In the time it takes to sing one aria, I could’ve had the whole thing telestrated. But I wanted to connect to the opera, so I stopped pining and daydreaming. I tethered myself to the physical action onstage. The soprano reclined, her arm to her forehead, and that (to paraphrase) was all, folks.
The caution against smoking used to go, “it’s habit-forming,” but what does that mean, exactly? It causes you to repeat a behavior, somehow, against your better judgment, against your will. I’ve never been addicted to nicotine, but this response is more than physiological, I think. It’s the process of smoking, the way it fits with food and drink, the pleasure of a break, the calm of it, all that shapes the thinking and behavior of a smoker, causing him to temporarily forget the money wasted and the lung cancer and remember smoking fondly.
If you had a habit like that, a pleasurable habit, but without the cost or cancer, a habit that wouldn’t kill you, a habit whose only downside was that it prevented you from enjoying opera, you’d keep it, right?
In the 1970s, cartoons were not on television every day. Thus, wise and sensible children got up early on Saturdays so that they could enjoy cartoons to the fullest. Rising early, eating cereal in front of the television, I became a lover of animation. My first and true love would be Bugs Bunny. His words became my words, magic words like abraca-pocus and Walla Walla, Washington.
I didn’t know it at the time, but I had a favorite writer/director team, Michael Maltese and Chuck Jones. Consider the meta-cartoon “Duck Amuck”, in which Daffy is the victim of a guest animator’s sense of humor, with whom he carries on a one-sided conversation. Or how about the singing, dancing Michigan J. Frog, who ceases performing at the most inconvenient moments? What about “Boyhood Daze”, featuring the escapist imagination of Ralph Phillips?
I loved these, and other Maltese/Jones classics. But above all of their other work I placed their second opera parody, “What’s Opera, Doc?” It was the story I waited for, the one that would drive me to gather the rest of my family and make them watch it with me. It features only two character, the hunter Elmer Fudd and his clever prey, Bugs Bunny. These roles of hunter and prey typify their cartoons, but the usual settings of woods or gardens has shifted to a highly stylized landscape suitable for Wagnerian hijinks.

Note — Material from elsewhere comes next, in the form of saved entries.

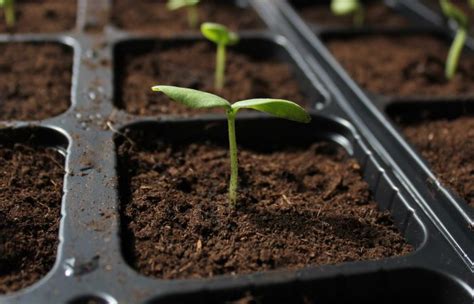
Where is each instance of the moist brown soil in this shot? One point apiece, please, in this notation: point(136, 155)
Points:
point(403, 66)
point(377, 14)
point(298, 207)
point(30, 204)
point(192, 66)
point(35, 80)
point(153, 16)
point(448, 145)
point(33, 16)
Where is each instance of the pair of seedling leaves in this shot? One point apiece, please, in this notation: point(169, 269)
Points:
point(190, 5)
point(201, 100)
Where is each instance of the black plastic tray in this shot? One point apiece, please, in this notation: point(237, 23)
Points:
point(90, 267)
point(451, 215)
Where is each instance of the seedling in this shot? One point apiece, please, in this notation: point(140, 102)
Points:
point(9, 11)
point(190, 5)
point(347, 7)
point(202, 100)
point(462, 22)
point(221, 36)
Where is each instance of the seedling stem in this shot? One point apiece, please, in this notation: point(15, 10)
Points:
point(9, 11)
point(202, 100)
point(462, 23)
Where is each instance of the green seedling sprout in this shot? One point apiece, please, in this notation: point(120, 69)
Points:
point(461, 20)
point(221, 36)
point(202, 100)
point(190, 5)
point(9, 11)
point(346, 7)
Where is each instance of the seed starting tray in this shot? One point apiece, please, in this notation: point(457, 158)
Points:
point(90, 267)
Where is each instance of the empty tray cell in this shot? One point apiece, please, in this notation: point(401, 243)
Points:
point(34, 16)
point(271, 72)
point(153, 16)
point(35, 80)
point(444, 135)
point(302, 201)
point(410, 65)
point(376, 14)
point(31, 185)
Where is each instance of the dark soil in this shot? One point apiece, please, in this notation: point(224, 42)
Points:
point(35, 80)
point(448, 145)
point(298, 207)
point(33, 16)
point(377, 14)
point(153, 16)
point(403, 66)
point(30, 204)
point(192, 66)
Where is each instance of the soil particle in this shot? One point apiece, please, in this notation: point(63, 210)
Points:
point(377, 14)
point(192, 66)
point(30, 203)
point(34, 16)
point(403, 65)
point(297, 207)
point(35, 80)
point(448, 145)
point(153, 16)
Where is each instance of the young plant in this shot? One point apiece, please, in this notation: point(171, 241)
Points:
point(202, 100)
point(461, 20)
point(190, 5)
point(221, 36)
point(9, 11)
point(346, 7)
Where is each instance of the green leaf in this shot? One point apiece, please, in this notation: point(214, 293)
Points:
point(453, 12)
point(193, 98)
point(177, 4)
point(219, 34)
point(344, 7)
point(277, 107)
point(455, 53)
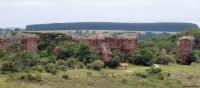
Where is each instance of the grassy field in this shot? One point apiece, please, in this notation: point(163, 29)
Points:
point(181, 76)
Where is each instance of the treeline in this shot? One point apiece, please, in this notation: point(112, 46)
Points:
point(171, 27)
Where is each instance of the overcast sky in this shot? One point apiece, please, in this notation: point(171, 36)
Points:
point(19, 13)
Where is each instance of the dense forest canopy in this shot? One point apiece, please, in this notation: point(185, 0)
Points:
point(170, 27)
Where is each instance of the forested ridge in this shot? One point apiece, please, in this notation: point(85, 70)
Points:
point(171, 27)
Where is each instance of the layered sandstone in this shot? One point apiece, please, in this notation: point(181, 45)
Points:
point(102, 45)
point(185, 44)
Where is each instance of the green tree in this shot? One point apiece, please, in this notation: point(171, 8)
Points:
point(85, 54)
point(194, 56)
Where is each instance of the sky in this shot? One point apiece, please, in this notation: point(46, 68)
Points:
point(19, 13)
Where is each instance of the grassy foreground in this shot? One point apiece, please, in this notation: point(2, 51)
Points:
point(181, 76)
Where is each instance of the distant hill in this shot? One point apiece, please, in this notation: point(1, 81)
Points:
point(171, 27)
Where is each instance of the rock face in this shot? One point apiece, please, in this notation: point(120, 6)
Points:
point(29, 42)
point(102, 45)
point(185, 44)
point(26, 41)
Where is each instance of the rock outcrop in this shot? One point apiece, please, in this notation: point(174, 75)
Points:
point(102, 45)
point(185, 44)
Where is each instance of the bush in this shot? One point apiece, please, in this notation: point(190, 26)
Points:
point(51, 68)
point(113, 63)
point(71, 62)
point(80, 65)
point(194, 56)
point(30, 77)
point(39, 68)
point(154, 70)
point(164, 59)
point(8, 66)
point(142, 57)
point(65, 76)
point(97, 65)
point(89, 66)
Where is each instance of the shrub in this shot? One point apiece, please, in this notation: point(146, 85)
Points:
point(113, 63)
point(97, 65)
point(31, 77)
point(71, 62)
point(194, 56)
point(80, 65)
point(8, 66)
point(51, 68)
point(164, 59)
point(39, 68)
point(154, 70)
point(89, 74)
point(65, 76)
point(142, 57)
point(89, 66)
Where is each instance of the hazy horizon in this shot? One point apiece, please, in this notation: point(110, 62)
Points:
point(19, 13)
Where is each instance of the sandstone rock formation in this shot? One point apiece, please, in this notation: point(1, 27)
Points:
point(102, 45)
point(185, 44)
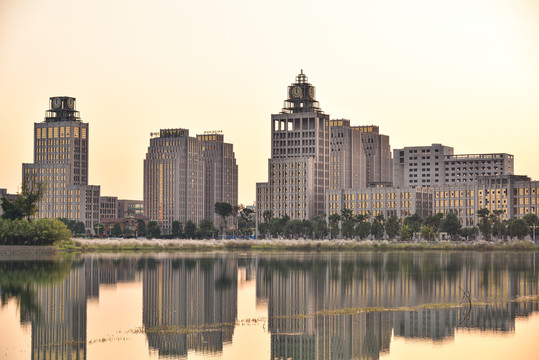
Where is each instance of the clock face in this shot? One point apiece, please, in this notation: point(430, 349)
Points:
point(296, 91)
point(56, 103)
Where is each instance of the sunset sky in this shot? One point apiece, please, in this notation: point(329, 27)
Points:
point(464, 73)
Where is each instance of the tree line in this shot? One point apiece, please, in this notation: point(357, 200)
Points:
point(347, 225)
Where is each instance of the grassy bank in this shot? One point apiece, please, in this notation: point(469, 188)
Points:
point(106, 245)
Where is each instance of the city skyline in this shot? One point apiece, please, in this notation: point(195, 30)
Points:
point(462, 74)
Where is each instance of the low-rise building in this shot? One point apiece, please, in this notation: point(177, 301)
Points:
point(387, 201)
point(108, 207)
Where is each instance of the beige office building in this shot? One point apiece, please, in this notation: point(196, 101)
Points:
point(436, 165)
point(61, 163)
point(184, 177)
point(298, 171)
point(220, 173)
point(379, 164)
point(347, 157)
point(380, 200)
point(514, 195)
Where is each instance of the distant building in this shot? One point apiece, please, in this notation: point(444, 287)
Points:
point(514, 195)
point(61, 163)
point(436, 165)
point(185, 176)
point(108, 207)
point(467, 167)
point(420, 165)
point(298, 171)
point(130, 208)
point(347, 157)
point(379, 165)
point(220, 173)
point(386, 201)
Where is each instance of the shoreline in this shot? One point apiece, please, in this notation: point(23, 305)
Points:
point(120, 244)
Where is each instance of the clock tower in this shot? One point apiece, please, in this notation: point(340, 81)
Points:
point(298, 170)
point(301, 96)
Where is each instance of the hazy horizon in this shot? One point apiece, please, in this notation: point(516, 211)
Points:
point(460, 73)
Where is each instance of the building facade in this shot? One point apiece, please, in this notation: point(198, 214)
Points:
point(220, 173)
point(513, 195)
point(184, 177)
point(466, 167)
point(420, 165)
point(386, 201)
point(61, 163)
point(379, 164)
point(437, 164)
point(108, 207)
point(130, 208)
point(298, 171)
point(347, 157)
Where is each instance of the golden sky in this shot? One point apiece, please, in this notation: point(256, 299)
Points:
point(464, 73)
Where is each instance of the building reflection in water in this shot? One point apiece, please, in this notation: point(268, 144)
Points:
point(299, 285)
point(186, 296)
point(195, 299)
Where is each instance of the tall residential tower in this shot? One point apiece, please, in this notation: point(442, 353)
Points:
point(61, 164)
point(298, 171)
point(184, 177)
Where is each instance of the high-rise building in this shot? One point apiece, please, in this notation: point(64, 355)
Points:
point(298, 171)
point(347, 157)
point(61, 164)
point(220, 173)
point(379, 167)
point(420, 165)
point(184, 177)
point(174, 178)
point(436, 165)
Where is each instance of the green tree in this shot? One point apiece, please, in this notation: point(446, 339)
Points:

It begins with Elmer, a powerful Viking hunter, preparing to ‘kill the wabbit.’ Bugs, the wabbit in question, does not want to die, and so employs many a strategy. At the last, he disguises himself as a beautiful, horse-riding Viking maiden. Elmer is smitten, singing of her beauty and his desire for her. Bugs slides down the horse to him, and then they sing a duet, “Return My Love”. Maltese wrote the lyrics:
Elmer: Weturn, my wove… a wonging burns deep inside me…
Bugs: Retoyn my love I want you always beside me.
Elmer: Wove wike ours must be…
Bugs: Made fer you and fer me…
E & B : Return, won’t you return my love… for my love is yours.
This is followed by a ballet interlude. Elmer dances in tights and a shield. Bugs continues in his disguise, a bronze brassiere, miniskirt, eyeshadow, and a helmet with trailing gold braids. The ruse ends when Elmer, after ascending an extraordinary flight of stairs, finds his love in repose on a chaise lounge. Much like the soprano in the opera I attended, Bugs goes a little too far with the reposing. The helmet with the braids falls from his head and bounces down the stairs, revealing the sad truth to Elmer–his beloved is also his enemy. Elmer enacts revenge, wrecking destruction and finally, regret.
If there was a potential opera fan deep inside me, she was crushed long ago by a fat horse carrying a rabbit in drag. How could the opera compete with a ritual hour and the most desired seven minutes on television?